Saturday & Sunday: Rest.

Bailey’s Full Body HIIT Circuit

Along with the above-listed weight-lifting exercises, Bailey also prefers a full body HIIT circuit routine to build muscle mass, burn calories and condition her body.

During her HIIT workout, she does:

  • Elevated push-ups
  • Box jumps
  • Toes to bar
  • Bar dips
  • Ring pull-ups
  • Clean and jerk.

Dana Linn Bailey’s Diet Routine

Bailey’s diet consists of simple foods that are easy to prepare before a workout. Instead of following a calorie-restricted diet, she focuses on eating healthy and nutrient-rich whole foods. She prefers a high-protein diet, as it helps her to maintain her strength, build muscle mass and control her hunger and cravings.

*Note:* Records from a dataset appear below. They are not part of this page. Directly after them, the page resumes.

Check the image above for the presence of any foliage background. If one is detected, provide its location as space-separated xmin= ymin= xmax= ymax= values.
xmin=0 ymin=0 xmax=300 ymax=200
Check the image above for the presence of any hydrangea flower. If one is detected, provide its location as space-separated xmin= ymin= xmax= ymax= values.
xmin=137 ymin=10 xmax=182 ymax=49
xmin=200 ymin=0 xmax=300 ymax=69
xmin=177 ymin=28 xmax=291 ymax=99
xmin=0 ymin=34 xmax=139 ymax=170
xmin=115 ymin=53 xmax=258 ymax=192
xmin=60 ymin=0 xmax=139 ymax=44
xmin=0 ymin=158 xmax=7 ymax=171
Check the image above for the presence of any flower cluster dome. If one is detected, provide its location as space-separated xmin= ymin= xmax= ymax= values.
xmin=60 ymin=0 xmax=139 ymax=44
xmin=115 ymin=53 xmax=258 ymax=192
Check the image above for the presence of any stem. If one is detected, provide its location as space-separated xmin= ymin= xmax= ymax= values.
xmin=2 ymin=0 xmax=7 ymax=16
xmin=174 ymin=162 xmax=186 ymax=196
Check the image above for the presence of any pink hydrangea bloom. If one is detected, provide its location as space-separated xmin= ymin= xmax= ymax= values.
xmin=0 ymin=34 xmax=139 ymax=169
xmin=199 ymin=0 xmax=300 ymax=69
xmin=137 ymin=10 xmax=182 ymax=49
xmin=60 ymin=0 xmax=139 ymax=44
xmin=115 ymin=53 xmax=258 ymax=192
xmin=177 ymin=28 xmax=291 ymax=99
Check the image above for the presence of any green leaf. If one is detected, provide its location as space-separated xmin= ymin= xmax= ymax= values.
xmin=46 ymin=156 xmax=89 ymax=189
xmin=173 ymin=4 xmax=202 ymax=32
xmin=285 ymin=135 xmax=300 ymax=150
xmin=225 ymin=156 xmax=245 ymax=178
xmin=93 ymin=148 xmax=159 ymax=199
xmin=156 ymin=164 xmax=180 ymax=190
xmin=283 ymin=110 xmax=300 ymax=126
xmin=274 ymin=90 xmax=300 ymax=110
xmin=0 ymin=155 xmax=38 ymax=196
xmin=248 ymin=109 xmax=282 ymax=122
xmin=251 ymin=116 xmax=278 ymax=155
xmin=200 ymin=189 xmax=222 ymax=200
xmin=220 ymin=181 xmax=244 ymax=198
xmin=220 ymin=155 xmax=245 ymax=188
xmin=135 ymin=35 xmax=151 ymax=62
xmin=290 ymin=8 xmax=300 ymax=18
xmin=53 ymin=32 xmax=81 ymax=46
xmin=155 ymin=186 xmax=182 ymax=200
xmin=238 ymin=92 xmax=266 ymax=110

The Women’s Physique Olympia has five meals a day and ensures her metabolic rate remains maintained. Here’s what her diet plan looks like:

First Meal

  • 1 egg
  • A cup of egg whites
  • Oatmeal with fruits
  • Almond milk.

Second Meal

Third Meal

  • White rice
  • Grilled chicken breast
  • Frank’s red hot sauce.

Fourth Meal

  • Broccoli
  • Sweet potatoes
  • Tuna or grilled chicken breast.

Fifth Meal

  • Rice cakes
  • Low sugar cereal
  • Almond butter
  • Whey protein.

Foods Bailey Avoids

Certain foods that are a big no for Dana Linn Bailey include:

  • Processed foods
  • Refined sugar
  • Chemical ingredients
  • Junk food
  • Artificial additives.


Dana Linn Bailey is known for her rigorous training style and hard work. Her workouts are mostly high-impact but are suitable for men and women alike. If you too want to attain a sculpted and well-toned body like Bailey, give her workout and diet plan a try, and be consistent throughout your fitness journey.